WASHINGTON — You’ve just been diagnosed with cancer, and the doctor is discussing treatment options. Should the cost be a deciding factor?
Chemotherapy costs are rising so dramatically that later this year, oncologists will receive their first guidelines on how to have a straight talk with patients about the affordability of treatment choices, a topic too often sidestepped.
“These are awkward discussions,” says Allen Lichter of the American Society of Clinical Oncology, which is writing the guidelines. “At least we can bring this out in the open.”
It’s a particular issue for patients whose cancer can’t be cured, but who are seeking both the longest possible survival and the best quality of life. And these patients may be acutely aware that gaining precious months could mean bankrupting their families.
The prices can be staggering. Consider: There are two equally effective options to battle metastatic colon cancer, the kind spreading through the body — but one costs $60,000 more than the other, says Leonard Saltz of Memorial Sloan-Kettering Cancer Center.
What’s the difference? The cheaper one, irinotecan, causes hair loss that makes it impossible for people trying to keep a job to hide their cancer treatment, he explains. The pricier option, oxaliplatin, can cause nerve damage in hands and feet that might make it a worse option for, say, a musician or computer worker.
Saltz offers a tougher example: A drug for pancreatic cancer — an especially deadly cancer with few treatment options — can cost $4,000 a month. Yet while Tarceva has offered some people remarkable help, research suggests that extra survival on average is a few weeks.
“Is it a good investment, a high-risk investment, or buying a lottery ticket?” is how Saltz puts these choices.
Drug prices are a growing issue for every disease, especially for people who are uninsured. But cancer-sticker shock is hitting hard now, as a list of more advanced biotech drugs have made treatment rounds costing $100,000, or even more, no longer a rarity. Also, patients are living longer, good news, but meaning they need treatment for longer periods. The cost of cancer care is rising 15 percent a year, Lichter notes.
Make no mistake: Some of these newer drugs have greatly helped some patients — Gleevec, for example, has revolutionized care for a type of leukemia — and the prices reflect manufacturers’ years of research and development investment.
Also, drug companies do donate a certain amount of medication to prescription-assistance programs that provide them for free to patients who otherwise couldn’t pay. Since 2005, nearly 5 million people — cancer patients and people with other diseases — have been matched to such programs through the drug industry’s “Partnership for Prescription Assistance.”
But few patients get a Gleevec-style home run, and there’s very little research that directly compares competing treatments to guide cancer patients on, which might offer the best shot at survival for the money.
“As long as a therapy provides a benefit, it will tend to be offered to patients. Whether it’s a small benefit or a moderate benefit, it may be offered with the same level of enthusiasm,” says Neal J. Meropol of Philadelphia’s Fox Chase Cancer Center, who is leading the panel writing ASCO’s new guideline on how to weigh treatment costs.
The idea: treat cost essentially as another side effect to weigh when choosing a therapy. Meropol has watched patients do those calculations on their own, like the colon cancer patient who asked to switch from oral chemo to cheaper but more laborious intravenous chemo, or the woman who refused a pricey anti-nausea drug that would make her chemo more bearable.
Even if doctors want to discuss cost, they may not know it — it’s not included in treatment standards. At a meeting of the standard-setting National Comprehensive Care Network earlier this month, Sloan-Kettering’s Saltz and other doctors urged adding chemo prices to those treatment guidelines.
“If there’s a need to spend it, let’s talk about it. If we can do it just as well less expensively, I think doctors should know that and be able to make a decision,” Saltz says.
Even the well-insured are feeling the bite as patients are having to shoulder a higher portion of the bill.
When Medicare began its Part D prescription coverage, retiree Helen Geiger of Whiting, N.J., paid for a premium plan and put it to good use when she was diagnosed with multiple myeloma, a blood cancer.
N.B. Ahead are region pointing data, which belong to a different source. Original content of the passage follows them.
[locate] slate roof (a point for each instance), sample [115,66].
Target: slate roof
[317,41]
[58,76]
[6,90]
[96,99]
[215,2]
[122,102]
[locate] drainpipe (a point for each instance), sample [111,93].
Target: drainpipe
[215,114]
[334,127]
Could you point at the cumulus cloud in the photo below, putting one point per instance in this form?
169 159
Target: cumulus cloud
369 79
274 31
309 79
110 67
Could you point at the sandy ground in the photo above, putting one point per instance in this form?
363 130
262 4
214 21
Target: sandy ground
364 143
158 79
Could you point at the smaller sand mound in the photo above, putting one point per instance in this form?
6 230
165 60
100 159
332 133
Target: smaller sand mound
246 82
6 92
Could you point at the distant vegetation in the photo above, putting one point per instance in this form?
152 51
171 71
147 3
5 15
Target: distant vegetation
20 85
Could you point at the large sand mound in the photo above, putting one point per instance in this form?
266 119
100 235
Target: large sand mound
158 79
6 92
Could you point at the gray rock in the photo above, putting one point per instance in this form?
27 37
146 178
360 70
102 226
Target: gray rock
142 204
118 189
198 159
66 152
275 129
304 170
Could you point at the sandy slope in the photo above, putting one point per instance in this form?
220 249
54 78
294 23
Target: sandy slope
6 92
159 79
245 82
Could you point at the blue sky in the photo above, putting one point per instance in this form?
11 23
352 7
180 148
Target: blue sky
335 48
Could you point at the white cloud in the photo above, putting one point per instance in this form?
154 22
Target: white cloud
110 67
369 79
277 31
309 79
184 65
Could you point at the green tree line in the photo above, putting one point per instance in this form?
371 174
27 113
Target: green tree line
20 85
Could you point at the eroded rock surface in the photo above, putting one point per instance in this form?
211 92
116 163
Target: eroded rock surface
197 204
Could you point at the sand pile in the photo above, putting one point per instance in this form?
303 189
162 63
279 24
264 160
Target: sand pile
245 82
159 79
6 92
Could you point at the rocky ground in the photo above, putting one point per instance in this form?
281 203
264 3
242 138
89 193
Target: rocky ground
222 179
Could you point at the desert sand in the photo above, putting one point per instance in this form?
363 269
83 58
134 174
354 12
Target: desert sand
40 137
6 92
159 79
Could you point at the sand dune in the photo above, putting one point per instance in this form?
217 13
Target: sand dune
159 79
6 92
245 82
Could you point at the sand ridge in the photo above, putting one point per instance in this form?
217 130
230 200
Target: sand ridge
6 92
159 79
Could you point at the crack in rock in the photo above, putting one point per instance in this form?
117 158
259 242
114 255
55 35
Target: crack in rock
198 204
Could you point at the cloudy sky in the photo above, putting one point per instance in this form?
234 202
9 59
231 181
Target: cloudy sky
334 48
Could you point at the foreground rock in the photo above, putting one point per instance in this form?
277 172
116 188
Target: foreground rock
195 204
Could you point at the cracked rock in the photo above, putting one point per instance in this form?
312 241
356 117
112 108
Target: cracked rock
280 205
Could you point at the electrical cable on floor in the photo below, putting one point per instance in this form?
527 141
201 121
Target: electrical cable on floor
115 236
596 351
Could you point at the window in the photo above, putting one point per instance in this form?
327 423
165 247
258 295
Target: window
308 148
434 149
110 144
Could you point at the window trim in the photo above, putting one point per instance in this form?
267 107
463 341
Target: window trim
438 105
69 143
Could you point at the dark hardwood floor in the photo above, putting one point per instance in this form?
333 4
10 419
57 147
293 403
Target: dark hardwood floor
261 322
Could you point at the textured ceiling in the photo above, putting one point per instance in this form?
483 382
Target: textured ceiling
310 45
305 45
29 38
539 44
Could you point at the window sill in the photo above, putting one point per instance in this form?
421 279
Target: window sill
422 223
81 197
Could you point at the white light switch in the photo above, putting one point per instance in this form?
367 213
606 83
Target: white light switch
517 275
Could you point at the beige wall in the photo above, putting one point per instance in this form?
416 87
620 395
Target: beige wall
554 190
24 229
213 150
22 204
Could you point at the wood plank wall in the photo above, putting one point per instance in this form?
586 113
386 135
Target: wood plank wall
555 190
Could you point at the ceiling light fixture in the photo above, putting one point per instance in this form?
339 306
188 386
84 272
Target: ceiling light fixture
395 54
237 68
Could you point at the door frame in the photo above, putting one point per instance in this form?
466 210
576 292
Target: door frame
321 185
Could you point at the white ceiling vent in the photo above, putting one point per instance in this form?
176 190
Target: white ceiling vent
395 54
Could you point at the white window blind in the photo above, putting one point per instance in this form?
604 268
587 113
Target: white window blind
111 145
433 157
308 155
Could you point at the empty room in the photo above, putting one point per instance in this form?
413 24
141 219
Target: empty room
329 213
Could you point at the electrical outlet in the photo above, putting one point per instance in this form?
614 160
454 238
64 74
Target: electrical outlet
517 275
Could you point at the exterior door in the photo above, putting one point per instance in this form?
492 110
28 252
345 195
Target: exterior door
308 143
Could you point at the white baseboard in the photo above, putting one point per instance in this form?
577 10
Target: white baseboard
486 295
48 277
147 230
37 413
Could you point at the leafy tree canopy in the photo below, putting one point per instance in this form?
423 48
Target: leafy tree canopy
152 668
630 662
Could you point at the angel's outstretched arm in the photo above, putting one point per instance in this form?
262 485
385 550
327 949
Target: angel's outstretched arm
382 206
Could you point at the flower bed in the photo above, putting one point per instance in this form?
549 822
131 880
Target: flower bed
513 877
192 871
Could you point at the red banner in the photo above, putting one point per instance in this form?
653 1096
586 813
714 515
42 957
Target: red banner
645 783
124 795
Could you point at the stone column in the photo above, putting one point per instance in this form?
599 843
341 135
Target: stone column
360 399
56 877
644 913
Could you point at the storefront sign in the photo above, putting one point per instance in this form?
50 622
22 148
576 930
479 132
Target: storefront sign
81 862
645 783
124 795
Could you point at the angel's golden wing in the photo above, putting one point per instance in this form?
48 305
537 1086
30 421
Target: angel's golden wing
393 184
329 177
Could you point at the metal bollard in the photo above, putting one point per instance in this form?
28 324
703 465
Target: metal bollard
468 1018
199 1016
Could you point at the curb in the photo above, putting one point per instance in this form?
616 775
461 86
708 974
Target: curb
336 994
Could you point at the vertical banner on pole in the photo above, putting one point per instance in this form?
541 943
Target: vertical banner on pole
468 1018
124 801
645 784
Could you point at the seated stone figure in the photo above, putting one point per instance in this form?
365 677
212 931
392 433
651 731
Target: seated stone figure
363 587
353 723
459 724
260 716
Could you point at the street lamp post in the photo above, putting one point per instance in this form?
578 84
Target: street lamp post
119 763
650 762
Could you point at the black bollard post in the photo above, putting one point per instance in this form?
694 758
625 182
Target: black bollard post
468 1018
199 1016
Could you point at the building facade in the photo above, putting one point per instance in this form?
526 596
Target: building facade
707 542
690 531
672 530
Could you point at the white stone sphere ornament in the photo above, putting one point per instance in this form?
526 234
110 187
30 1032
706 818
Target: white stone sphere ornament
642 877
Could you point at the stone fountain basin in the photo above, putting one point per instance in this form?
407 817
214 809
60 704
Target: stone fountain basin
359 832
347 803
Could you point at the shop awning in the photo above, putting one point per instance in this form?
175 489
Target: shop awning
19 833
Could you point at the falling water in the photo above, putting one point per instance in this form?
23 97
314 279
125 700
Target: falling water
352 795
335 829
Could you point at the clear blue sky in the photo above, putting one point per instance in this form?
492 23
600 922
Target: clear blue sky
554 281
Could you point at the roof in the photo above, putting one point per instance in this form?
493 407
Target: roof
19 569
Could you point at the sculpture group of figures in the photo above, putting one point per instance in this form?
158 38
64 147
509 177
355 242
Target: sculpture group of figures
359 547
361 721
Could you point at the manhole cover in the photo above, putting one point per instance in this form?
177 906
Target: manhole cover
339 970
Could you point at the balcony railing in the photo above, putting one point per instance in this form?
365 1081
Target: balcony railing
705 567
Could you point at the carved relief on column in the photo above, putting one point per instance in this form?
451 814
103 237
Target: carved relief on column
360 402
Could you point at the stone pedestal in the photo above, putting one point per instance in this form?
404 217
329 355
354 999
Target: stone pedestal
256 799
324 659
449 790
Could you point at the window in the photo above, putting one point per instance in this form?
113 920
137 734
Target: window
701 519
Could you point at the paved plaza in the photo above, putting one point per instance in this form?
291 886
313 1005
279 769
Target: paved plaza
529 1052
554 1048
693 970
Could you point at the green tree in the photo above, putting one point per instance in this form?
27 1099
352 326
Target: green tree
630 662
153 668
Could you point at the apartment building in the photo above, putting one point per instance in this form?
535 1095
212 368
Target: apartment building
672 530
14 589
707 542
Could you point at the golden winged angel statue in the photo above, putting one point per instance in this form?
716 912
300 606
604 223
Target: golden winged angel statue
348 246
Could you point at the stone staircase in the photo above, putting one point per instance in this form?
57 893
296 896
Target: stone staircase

She said the plan listed the cost of her dose of Thalomid at $5,500 a month but her co-payment was $60 a month.
In renewing the prescription plan last year, the 71-year-old Geiger didn’t notice that Thalomid coverage had been changed. It now was classified as a specialty drug, costing a $1,051 monthly co-payment that she couldn’t afford. She went several months without the anti-cancer pills, as her doctors at Philadelphia’s Fox Chase Cancer Center and her family appealed to the insurer and then scoured charities in hopes of finding her free or cheaper drug.
“You don’t need this kind of stress when you’re sick,” says Geiger, who finally stumbled onto a prescription assistance program that provided her free medicine.